Syngenta Biologicals · RY · AW 2024

4 billion years of R&D

Syngenta needed to launch their range of biological crop protection products to farmers across the world — an audience sceptical of new and unproven. The answer came from a global research programme across farming communities, and a single idea that reframed the entire category: nature isn't the alternative to science. It is the science.

Strategy · Creative · Research · Agriculture


THE STORY

4 billion years of R&D

The situation

Biological crop protection — products derived from natural organisms rather than synthetic chemicals — is one of the most important shifts happening in agriculture. Syngenta had a world-class range of biologicals to launch. The problem was credibility: in a category built on decades of trust in proven chemistry, how do you persuade farmers and agricultural specialists to believe that a product rooted in nature can compete with what they've always relied on?

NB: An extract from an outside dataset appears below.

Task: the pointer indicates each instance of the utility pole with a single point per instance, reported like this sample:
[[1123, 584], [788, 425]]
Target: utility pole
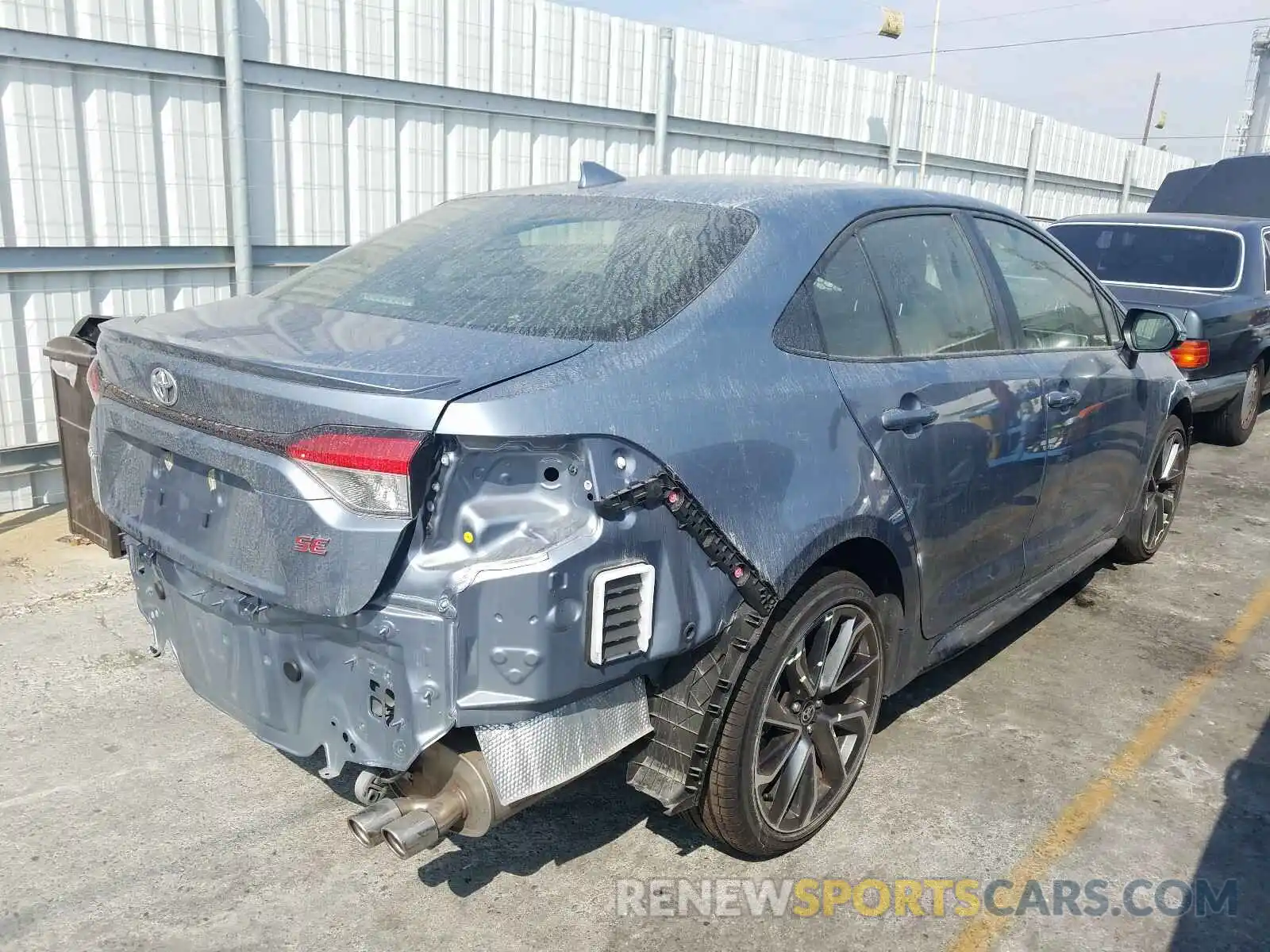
[[927, 118], [1151, 111]]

Before any strategy was written, I was part of a major global research programme — deep qualitative work with farmers and agricultural specialists across multiple countries, exploring their relationship with the land, their worries about the future, and their scepticism about new approaches. What came back was consistent and clear: farmers don't distrust nature. They love it. They just don't trust that nature alone can solve the pressures they face.

The insight

Nature is the longest-running and by far the largest R&D department in history. Three point eight billion years of evolution means nature has already stress-tested and optimised solutions to almost every problem imaginable — including the ones facing modern agriculture. Biologicals aren't an alternative to proven science. They are the proof.

The approach

This reframed the entire credibility question. The concern with biologicals — "are they as proven as traditional chemistry?" — dissolved the moment you positioned nature as the most rigorous testing ground ever to exist. Evolution doesn't keep solutions that don't work. Every organism, compound, and mechanism that survives does so because it has been tested across billions of years and countless conditions.

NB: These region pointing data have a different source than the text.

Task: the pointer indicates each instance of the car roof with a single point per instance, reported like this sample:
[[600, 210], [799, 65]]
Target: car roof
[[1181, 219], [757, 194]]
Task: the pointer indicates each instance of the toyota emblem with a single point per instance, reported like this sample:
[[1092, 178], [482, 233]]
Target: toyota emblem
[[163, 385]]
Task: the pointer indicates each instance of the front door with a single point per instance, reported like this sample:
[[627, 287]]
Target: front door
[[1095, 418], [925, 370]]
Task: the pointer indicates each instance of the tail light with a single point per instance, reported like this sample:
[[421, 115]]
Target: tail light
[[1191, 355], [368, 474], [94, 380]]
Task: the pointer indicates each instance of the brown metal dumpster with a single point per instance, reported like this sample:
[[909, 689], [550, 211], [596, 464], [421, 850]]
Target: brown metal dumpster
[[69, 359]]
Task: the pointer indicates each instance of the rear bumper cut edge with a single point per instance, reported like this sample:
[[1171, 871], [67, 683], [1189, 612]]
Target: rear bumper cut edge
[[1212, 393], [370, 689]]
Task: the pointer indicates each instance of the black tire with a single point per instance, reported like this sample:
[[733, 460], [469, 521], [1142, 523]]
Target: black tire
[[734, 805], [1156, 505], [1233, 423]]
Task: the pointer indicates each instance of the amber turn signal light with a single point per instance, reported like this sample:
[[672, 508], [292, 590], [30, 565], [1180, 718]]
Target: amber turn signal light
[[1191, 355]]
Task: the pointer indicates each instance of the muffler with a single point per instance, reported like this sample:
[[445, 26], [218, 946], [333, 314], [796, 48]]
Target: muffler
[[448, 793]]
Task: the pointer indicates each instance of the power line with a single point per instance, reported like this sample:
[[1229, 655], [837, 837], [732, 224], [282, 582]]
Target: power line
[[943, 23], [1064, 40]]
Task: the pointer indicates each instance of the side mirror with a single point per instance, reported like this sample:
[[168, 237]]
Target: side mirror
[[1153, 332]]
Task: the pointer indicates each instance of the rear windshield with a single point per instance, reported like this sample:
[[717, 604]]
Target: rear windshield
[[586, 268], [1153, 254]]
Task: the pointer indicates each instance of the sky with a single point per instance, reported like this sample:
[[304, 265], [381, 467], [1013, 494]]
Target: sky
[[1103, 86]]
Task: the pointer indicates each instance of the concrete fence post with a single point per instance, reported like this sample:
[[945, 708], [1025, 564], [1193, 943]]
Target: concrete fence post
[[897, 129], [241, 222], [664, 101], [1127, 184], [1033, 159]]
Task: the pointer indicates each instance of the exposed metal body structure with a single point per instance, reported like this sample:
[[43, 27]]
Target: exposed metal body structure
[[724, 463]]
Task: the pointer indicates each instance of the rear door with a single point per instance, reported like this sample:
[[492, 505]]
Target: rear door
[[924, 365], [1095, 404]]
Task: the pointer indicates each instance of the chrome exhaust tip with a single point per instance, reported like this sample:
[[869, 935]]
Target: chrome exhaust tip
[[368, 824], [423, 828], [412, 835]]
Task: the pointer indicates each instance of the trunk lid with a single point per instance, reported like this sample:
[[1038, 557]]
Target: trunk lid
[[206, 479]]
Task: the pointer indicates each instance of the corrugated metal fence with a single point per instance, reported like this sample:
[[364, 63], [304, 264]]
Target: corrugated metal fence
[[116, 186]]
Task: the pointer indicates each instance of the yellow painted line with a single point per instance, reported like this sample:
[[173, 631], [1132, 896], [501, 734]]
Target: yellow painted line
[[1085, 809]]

Syngenta wasn't asking farmers to try something new. It was giving them access to something ancient. The creative territory this unlocked was genuinely unexpected for a technical product launch — something with emotional resonance, scientific credibility, and a connection to the very thing farmers had told us they cared most about: the land itself.

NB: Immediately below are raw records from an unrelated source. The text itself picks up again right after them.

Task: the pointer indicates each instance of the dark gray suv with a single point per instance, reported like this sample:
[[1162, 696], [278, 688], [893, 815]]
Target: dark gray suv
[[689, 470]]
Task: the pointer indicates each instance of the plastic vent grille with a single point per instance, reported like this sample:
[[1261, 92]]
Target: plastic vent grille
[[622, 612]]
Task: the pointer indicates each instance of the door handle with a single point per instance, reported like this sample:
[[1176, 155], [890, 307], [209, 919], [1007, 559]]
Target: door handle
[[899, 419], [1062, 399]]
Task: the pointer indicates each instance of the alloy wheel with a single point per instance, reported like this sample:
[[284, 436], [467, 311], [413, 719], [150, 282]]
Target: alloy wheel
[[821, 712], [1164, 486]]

The idea landed powerfully with the agricultural audience precisely because it didn't talk down to them or ask them to take a leap of faith. It met them where they already were — in a deep, instinctive trust of nature — and showed them that the science agreed.

What made it distinctive

Every other player in the biologicals category was leading with technical credentials and regulatory approval. This was the only positioning that treated nature itself as the authority — and the only one that connected the product rationale to what farmers actually care about at a human level. It was unique to the category at the time.